Shortly after returning from Laos, Ploy decides she wants to go see a waterfall in Chiang Rai province. I’m really surprised by this. Ploy isn’t an outdoors savant. I’m thrilled by the prospect and we invite a recently arrived young American girl from Utah (Briel) along. Ploy uses the ever trusty Google to find general directions to the waterfall and I take the driver’s seat. We bump along happily, stopping by 7-11 for breakfast (of champions!) and motor along. As we make a turn off the main highway and toward the park, smoke erupts from underneath the hood of the Honda Civic. I immediately pull over and pop the hood. I grimace when I see that this billowing steam was caused by human error.

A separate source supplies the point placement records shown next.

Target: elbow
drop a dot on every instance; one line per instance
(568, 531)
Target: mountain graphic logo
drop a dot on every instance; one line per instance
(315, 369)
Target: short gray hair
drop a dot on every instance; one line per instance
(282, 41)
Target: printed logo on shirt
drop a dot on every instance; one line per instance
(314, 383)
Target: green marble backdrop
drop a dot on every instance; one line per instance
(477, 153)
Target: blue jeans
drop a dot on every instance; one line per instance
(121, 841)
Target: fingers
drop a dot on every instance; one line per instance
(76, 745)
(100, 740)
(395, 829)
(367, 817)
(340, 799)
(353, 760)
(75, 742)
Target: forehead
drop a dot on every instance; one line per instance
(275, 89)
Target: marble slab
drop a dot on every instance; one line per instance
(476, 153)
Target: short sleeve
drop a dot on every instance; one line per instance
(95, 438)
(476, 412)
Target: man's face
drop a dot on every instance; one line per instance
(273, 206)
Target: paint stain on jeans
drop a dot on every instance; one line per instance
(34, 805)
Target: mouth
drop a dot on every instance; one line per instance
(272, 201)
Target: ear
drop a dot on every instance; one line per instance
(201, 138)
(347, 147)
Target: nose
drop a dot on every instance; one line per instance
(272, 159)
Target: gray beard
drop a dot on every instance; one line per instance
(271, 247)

I forgot to put the radiator cap back on properly. Even though Ploy and Briel reassure me that it’s no big deal, I kick myself around. “I really shouldn’t be allowed to drive other people’s cars.” I tell myself. Of course, I’m not surprised this happened. You see, there’s an atypical side-effect of the hurly-burly of a loved one’s passing in my life. I become inexplicably clumsy. I operate on fumes and am disoriented without realizing it. When a father figure died, I managed to trip and fall for the first time ever on a running route I’d been running for months without priors. I had to dig asphalt out of my right palm and elbow.
On the trip to Laos, I managed to drop my camera lens for the first time ever in the life of the lens. Eventually, the zoom stopped working (I was fortunate enough to still manage photos.). I feel a subtle emotional vertigo as we stare at the dissipating steam. I distract myself from those feelings by checking out a local’s bonsai garden. I’m in no condition to be at the helm of anything. Ploy calls her dad to let him know what happened, and eventually he shows up in a different vehicle. A local fills up the Civic’s radiator with water. The cars are switched. Ploy decides to take the wheel the rest of the way. Perhaps it’s a good thing this mishap occurred. The replacement vehicle is a Toyota Land Cruiser much more suited to the rural roads of Thailand. Pu Kaeng Waterfall is supposed to be very pretty but all we have to go on is a small picture in a Lonely Planet guidebook. For this trip, I’m relying on my 1:1 macro lens (the only other lens I own) for photos. We arrive at what we assume is the waterfall but are surprised that it’s so tiny.
It doesn’t match what’s in the guidebook. Eventually we notice that the trail continues past this waterfall. The three of us walk on, hoping that wherever we go isn’t a disappointment. We hit a second waterfall, and a third. We see what’s in the guidebook and more. After the 4th waterfall, Ploy heads back to the car as she’s had her fill of walking. Briel and I decide to keep going because we’re starting to get the idea that the farther you go, the better the waterfalls. 9 waterfalls later, we decide to turn back before we hit the top of the mountain.